Mona, vc é maluca?

Ninguém precisa ser um profundo estudioso de ciências políticas para compreender que o povo, a nação de um país é maior que seu representantes políticos, e por isso, como o personagem V do filme V de vingança disse, não é o povo que deveria temer seus governantes, mas o contrário.

Só que é difícil falar de política num país fanático religioso que acha que política se resume a candidato e partido, e não a absolutamente tudo que atravessa as nossas vidas em sociedade.

Sendo o sistema vigente o capitalismo, todo direito básico é transformado em produto: Saúde e educação de qualidade? Você tem que pagar. Transporte e lazer? Você tem que pagar. Moradia, por exemplo, se tornou um sonho tão inatingível que muitas construtoras romantizaram viver no espaço de uma cela de 16m² e vendem isso como um estilo de vida alternativo. O novo “hype” do custo de vida e ultra individualismo é não ter aspirações, pasmem, porque provavelmente você não vai conquistar sua casa própria e já virou até meme, como sempre, a única instituição brasileira que continua imbatível é a fábrica de memes de rir das próprias tragédias.

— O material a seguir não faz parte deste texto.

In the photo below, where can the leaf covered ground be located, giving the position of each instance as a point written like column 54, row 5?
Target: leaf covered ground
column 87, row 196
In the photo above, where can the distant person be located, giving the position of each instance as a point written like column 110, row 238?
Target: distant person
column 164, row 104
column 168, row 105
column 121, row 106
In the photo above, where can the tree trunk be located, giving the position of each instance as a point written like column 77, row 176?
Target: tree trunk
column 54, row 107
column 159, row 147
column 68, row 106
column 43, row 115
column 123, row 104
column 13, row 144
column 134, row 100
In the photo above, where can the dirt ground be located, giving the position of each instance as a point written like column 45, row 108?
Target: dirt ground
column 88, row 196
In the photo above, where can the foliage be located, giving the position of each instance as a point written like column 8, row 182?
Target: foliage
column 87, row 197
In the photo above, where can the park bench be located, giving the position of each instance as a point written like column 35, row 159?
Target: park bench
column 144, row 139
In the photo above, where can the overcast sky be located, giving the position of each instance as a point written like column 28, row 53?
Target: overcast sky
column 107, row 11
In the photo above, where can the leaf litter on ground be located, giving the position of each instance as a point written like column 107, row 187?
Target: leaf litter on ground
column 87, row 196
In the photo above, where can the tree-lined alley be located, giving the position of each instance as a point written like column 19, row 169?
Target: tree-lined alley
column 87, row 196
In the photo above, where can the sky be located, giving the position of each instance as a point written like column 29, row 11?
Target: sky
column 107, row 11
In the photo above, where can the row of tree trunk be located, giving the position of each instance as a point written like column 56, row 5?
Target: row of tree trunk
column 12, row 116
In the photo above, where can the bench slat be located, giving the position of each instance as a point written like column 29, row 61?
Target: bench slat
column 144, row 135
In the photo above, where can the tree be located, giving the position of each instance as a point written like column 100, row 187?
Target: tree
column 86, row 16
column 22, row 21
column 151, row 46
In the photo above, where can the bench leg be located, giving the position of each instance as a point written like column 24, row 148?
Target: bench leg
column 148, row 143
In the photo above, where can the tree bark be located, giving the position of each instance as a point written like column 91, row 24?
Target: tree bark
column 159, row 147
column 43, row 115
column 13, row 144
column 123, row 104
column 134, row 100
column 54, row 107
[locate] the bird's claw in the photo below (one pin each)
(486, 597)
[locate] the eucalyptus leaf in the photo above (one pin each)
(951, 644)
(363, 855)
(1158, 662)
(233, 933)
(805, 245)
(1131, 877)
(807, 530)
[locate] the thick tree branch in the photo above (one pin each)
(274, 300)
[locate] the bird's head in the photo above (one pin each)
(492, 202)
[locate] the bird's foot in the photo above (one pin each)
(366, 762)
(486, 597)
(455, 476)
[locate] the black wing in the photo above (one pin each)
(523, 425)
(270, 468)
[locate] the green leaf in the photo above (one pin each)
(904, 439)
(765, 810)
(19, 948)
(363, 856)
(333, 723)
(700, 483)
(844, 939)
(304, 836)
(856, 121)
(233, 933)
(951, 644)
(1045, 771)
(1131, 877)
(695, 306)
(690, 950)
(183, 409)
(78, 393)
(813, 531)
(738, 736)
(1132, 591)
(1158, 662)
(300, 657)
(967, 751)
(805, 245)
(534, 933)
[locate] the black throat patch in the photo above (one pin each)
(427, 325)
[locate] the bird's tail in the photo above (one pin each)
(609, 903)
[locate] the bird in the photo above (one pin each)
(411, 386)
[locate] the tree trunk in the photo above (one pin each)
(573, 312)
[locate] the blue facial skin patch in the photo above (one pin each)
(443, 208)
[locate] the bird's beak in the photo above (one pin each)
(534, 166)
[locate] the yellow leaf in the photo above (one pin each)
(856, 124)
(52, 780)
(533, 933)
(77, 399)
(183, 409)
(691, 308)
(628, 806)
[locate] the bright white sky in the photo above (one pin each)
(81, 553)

Aliás, memetizar um assunto sério é a forma mais eficaz de esvaziar seu significado e minar qualquer luta. Mas isso é assunto para outro texto. Talvez, se eu tiver paciência.

Mobilidade urbana? Você tem que pagar. E cada vez mais caro por um serviço cada vez pior. Eu moro na periferia de Niterói, cidade na região metropolitana do estado do Rio de Janeiro. A passagem da linha de ônibus que cruza o meu bairro é R$ 7,50. Uma das passagens de ônibus mais caras do Brasil.

Todos esses direitos humanos básicos, que deveriam ser de interesse de todos, basicamente se tornaram “bandeira de esquerdistas,” porque a oposição quer mais é que você pague por eles.

A política que dizem que não se discute, é o direito que você não tem.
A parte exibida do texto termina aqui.